O Espírito não está aprisionado nas Igrejas.
Nenhuma denominação religiosa possui o Espírito. Ele não é propriedade
particular de ninguém. Portanto, não se deixa manipular por quem quer que seja.
É mentiroso todo espetáculo exterior em nome do Espírito. Exorcismos, repousos,
curas, gritos, desmaios, visões, êxtases, entre outros fenômenos presentes nas
Igrejas cristãs não podem ser invocados como se fossem obra do Espírito. Este
não foi enviado para realizar tais coisas, para a mera satisfação dos desejos
das pessoas. A missão do Espírito ultrapassa as fronteiras das Igrejas e da
religião cristã, ultrapassa os limites do tempo e do espaço. O Espírito está
nas pessoas e no mundo, não é religioso nem obra de nenhuma religião.

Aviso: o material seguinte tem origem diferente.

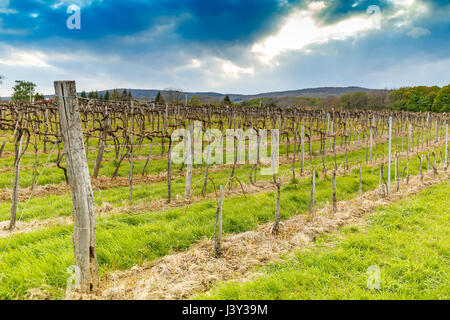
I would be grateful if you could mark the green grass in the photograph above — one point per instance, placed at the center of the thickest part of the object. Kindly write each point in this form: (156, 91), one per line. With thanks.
(42, 257)
(409, 241)
(50, 206)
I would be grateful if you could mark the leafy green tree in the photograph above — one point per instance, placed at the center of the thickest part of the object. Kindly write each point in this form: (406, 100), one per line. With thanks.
(194, 101)
(23, 90)
(39, 96)
(227, 100)
(115, 96)
(159, 98)
(441, 102)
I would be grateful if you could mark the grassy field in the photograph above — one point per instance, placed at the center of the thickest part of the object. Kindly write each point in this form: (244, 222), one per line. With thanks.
(408, 241)
(40, 258)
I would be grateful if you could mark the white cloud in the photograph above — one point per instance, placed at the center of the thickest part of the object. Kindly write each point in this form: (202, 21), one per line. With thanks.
(231, 69)
(301, 30)
(418, 32)
(13, 57)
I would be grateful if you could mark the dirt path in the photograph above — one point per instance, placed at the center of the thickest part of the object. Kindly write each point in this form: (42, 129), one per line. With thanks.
(103, 183)
(107, 209)
(179, 275)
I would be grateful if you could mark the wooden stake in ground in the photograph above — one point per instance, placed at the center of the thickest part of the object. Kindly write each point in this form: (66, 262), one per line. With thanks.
(389, 157)
(313, 193)
(15, 198)
(84, 236)
(189, 160)
(333, 185)
(302, 167)
(218, 226)
(360, 183)
(276, 225)
(130, 178)
(446, 147)
(101, 150)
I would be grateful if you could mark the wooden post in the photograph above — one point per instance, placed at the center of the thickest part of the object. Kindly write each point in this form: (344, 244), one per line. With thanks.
(436, 132)
(303, 148)
(397, 175)
(15, 197)
(371, 138)
(389, 157)
(446, 146)
(276, 226)
(46, 130)
(190, 160)
(218, 226)
(101, 150)
(333, 185)
(360, 183)
(313, 193)
(84, 236)
(409, 137)
(130, 178)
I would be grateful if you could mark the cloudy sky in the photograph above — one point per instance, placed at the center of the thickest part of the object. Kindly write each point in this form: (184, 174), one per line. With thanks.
(227, 46)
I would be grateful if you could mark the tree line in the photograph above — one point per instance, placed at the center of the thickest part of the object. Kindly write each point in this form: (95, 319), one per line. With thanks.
(414, 99)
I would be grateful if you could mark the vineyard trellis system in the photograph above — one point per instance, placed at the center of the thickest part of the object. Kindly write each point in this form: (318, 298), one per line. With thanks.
(127, 126)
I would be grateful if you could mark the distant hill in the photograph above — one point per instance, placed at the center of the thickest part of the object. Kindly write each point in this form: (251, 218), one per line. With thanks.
(215, 96)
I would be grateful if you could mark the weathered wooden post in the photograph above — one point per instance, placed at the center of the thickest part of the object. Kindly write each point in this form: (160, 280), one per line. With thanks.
(130, 178)
(101, 150)
(389, 157)
(303, 148)
(84, 235)
(360, 183)
(409, 137)
(372, 126)
(446, 147)
(218, 226)
(333, 185)
(313, 193)
(276, 225)
(189, 160)
(15, 196)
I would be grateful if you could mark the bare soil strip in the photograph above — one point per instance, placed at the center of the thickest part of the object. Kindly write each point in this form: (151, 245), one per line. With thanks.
(179, 275)
(103, 183)
(155, 205)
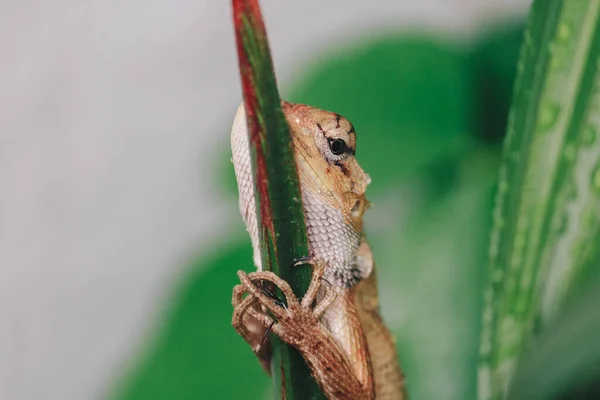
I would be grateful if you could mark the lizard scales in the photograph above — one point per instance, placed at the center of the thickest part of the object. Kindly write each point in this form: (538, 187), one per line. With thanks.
(333, 187)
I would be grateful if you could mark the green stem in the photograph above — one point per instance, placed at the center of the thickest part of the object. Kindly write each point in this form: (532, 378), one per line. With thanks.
(277, 188)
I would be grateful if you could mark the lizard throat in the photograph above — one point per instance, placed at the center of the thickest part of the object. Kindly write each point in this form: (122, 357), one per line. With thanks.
(333, 240)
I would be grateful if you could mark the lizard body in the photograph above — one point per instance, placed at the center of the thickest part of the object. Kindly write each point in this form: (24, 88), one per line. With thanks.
(350, 352)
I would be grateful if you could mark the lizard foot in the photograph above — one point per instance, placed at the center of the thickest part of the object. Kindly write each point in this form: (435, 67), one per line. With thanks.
(291, 320)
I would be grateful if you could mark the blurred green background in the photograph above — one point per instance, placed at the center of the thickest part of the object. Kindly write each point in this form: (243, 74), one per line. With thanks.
(430, 115)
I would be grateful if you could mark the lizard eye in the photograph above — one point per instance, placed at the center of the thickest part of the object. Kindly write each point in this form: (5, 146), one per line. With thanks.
(337, 146)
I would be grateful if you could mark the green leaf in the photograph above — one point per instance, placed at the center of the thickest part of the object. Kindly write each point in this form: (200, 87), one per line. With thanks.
(566, 355)
(547, 213)
(282, 228)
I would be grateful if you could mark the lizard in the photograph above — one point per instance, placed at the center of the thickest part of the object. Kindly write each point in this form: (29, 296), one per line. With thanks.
(336, 326)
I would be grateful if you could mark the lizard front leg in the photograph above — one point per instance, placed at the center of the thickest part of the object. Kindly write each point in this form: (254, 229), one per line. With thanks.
(298, 325)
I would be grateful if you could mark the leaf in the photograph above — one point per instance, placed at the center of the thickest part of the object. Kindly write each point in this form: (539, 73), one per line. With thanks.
(566, 355)
(277, 190)
(547, 213)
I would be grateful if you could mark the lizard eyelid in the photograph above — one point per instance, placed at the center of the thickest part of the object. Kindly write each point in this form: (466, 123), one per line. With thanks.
(338, 146)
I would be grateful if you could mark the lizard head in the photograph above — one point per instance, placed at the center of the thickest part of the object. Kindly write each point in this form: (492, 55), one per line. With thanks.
(325, 145)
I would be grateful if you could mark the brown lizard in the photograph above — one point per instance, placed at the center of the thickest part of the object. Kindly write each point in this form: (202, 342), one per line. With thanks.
(336, 326)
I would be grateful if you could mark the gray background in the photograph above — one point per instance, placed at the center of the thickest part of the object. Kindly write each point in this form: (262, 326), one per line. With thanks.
(112, 117)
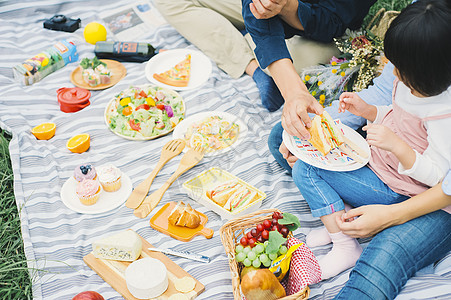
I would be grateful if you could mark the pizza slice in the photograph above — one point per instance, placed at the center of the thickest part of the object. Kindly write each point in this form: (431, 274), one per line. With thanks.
(177, 75)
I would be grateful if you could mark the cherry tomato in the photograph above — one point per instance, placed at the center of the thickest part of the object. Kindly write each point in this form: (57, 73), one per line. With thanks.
(267, 224)
(134, 126)
(127, 111)
(143, 106)
(284, 231)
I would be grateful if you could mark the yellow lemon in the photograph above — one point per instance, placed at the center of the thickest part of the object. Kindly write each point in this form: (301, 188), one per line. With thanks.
(79, 143)
(94, 32)
(44, 131)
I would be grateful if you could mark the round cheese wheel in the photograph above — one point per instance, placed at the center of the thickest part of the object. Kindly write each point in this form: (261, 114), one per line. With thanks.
(146, 278)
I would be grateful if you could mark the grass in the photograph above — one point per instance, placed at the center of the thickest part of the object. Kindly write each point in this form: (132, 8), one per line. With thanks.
(15, 279)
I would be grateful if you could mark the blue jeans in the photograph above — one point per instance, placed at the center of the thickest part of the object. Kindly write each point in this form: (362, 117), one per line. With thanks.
(396, 254)
(326, 190)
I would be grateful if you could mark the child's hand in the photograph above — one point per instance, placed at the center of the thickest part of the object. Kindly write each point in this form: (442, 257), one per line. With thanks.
(353, 103)
(382, 137)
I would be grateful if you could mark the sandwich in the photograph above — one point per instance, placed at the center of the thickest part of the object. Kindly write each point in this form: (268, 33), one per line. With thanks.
(325, 135)
(221, 194)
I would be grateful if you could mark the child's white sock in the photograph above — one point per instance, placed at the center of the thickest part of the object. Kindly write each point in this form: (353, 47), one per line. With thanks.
(344, 254)
(318, 237)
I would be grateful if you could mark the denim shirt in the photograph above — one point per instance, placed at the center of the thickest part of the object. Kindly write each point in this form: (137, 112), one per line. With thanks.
(322, 21)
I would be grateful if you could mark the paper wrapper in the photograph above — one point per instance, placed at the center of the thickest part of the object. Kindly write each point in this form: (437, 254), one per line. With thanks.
(304, 268)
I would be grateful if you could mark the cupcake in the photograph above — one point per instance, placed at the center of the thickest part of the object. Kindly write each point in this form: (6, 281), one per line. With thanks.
(109, 177)
(85, 171)
(88, 191)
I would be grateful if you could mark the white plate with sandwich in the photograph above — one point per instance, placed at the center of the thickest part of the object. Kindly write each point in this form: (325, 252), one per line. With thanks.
(333, 146)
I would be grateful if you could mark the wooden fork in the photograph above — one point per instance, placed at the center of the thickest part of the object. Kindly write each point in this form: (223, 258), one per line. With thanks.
(169, 151)
(189, 160)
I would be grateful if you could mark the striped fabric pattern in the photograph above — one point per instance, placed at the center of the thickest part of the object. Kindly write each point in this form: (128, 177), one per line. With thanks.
(56, 238)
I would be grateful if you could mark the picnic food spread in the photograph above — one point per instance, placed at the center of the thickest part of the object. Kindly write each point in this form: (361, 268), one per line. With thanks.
(212, 133)
(178, 75)
(144, 112)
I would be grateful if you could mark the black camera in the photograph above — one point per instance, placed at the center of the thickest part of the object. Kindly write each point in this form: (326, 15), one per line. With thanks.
(62, 23)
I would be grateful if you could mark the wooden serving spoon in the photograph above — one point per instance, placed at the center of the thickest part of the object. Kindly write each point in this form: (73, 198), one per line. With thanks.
(169, 151)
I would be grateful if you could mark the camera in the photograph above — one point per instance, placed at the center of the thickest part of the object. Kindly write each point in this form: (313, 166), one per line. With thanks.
(62, 23)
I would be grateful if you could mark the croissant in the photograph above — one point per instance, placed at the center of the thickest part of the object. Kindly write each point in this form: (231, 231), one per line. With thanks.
(184, 215)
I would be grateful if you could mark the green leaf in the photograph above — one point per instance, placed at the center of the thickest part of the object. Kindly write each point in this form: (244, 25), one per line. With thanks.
(291, 221)
(275, 240)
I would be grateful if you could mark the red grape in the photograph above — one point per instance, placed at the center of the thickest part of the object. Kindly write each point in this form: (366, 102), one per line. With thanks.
(284, 231)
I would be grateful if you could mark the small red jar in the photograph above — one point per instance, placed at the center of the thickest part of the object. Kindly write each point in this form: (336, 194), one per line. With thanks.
(73, 99)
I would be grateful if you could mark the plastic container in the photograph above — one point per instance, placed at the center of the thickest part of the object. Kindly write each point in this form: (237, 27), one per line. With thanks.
(73, 99)
(197, 187)
(48, 61)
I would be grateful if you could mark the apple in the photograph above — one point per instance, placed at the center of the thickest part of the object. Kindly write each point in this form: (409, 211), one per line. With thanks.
(88, 295)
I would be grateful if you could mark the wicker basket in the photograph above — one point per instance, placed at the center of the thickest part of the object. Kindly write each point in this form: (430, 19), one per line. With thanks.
(232, 231)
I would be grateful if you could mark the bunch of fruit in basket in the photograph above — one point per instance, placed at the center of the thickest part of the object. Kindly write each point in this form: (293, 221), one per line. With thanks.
(266, 242)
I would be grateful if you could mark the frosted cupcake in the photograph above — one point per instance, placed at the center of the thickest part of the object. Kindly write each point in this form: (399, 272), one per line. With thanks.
(85, 171)
(109, 177)
(88, 191)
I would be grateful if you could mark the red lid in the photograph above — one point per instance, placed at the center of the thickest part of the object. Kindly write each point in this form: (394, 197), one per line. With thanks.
(73, 99)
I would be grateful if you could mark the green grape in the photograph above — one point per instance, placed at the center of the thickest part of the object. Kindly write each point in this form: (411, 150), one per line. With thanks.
(283, 249)
(256, 263)
(251, 255)
(263, 258)
(259, 248)
(247, 262)
(272, 256)
(240, 256)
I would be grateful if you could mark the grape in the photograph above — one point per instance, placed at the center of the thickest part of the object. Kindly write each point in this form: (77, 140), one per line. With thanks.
(272, 256)
(259, 248)
(263, 258)
(240, 257)
(283, 249)
(251, 255)
(256, 263)
(247, 262)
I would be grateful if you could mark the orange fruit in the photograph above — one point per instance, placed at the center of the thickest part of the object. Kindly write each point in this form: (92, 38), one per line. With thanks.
(44, 131)
(79, 143)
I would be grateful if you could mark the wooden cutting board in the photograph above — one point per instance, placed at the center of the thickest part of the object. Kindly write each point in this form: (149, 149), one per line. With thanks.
(113, 272)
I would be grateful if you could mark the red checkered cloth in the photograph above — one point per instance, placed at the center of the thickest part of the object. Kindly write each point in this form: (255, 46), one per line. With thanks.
(304, 268)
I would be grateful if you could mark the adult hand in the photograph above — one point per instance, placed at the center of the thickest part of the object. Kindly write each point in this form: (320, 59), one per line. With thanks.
(265, 9)
(365, 221)
(291, 159)
(295, 116)
(382, 137)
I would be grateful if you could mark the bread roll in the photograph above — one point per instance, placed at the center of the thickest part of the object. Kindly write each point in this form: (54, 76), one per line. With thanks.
(261, 284)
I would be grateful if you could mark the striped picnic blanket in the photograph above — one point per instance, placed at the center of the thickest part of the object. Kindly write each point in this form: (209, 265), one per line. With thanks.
(57, 238)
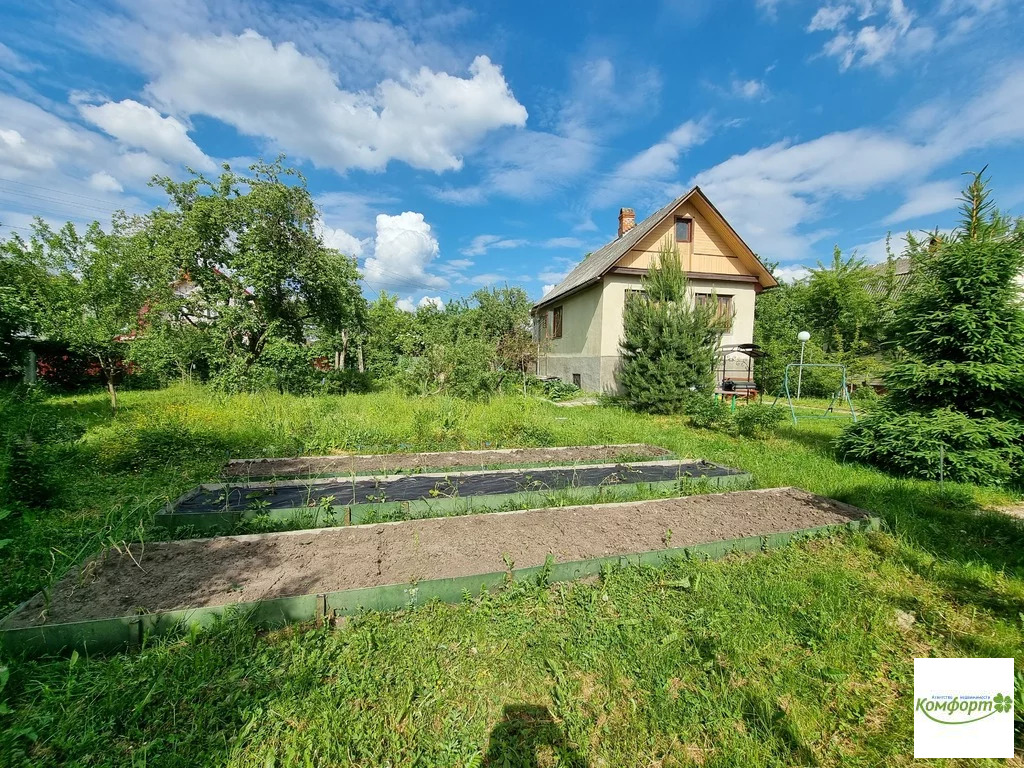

As leis e preceitos religiosos não são obras
do Espírito. Por mais piedosa que seja uma pessoa, por mais íntegra que
pareça ser, sua piedade e consequente integridade não decorrem da ação do
Espírito, mas da observância às leis e preceitos. Quem vive de acordo com os
preceitos da religião não pode dizer que, necessariamente, vive em plena
sintonia com o Espírito. São coisas diferentes. Nem todo religioso é cristão. O
Espírito faz o cristão, que por sua vez é discípulo missionário de Jesus de
Nazaré. Leis e preceitos não geram, necessariamente, cristãos. Cristão é
seguidor do Cristo na força do Espírito. Por isso, é possível que encontremos
milhões de cristãos fora do Cristianismo. Na teologia do alemão Karl Rahner,
são os “cristãos anônimos”.
A liberdade cristã é obra do Espírito e não
da lei. Não há pessoa livre em Cristo senão pela força do Espírito. A luz
do Espírito abre os olhos e os corações das pessoas e estas passam a enxergar e
se colocar no caminho de Jesus de Nazaré. O Espírito coloca a pessoa neste
caminho, concedendo-lhe a graça de nele perseverar até o fim. O caminho de
Jesus é o caminho da liberdade. Esta não existe fora daquele. Todo aquele que
se encontra no caminho é uma pessoa livre, capaz de trabalhar no processo de
libertação dos outros. Viver em função dos outros: eis a marca fundamental dos
que se encontram no caminho de Jesus. Aí está o segredo da liberdade. Liberta-se
quem vive para os outros e não para si mesmo. Isto é obra do Espírito.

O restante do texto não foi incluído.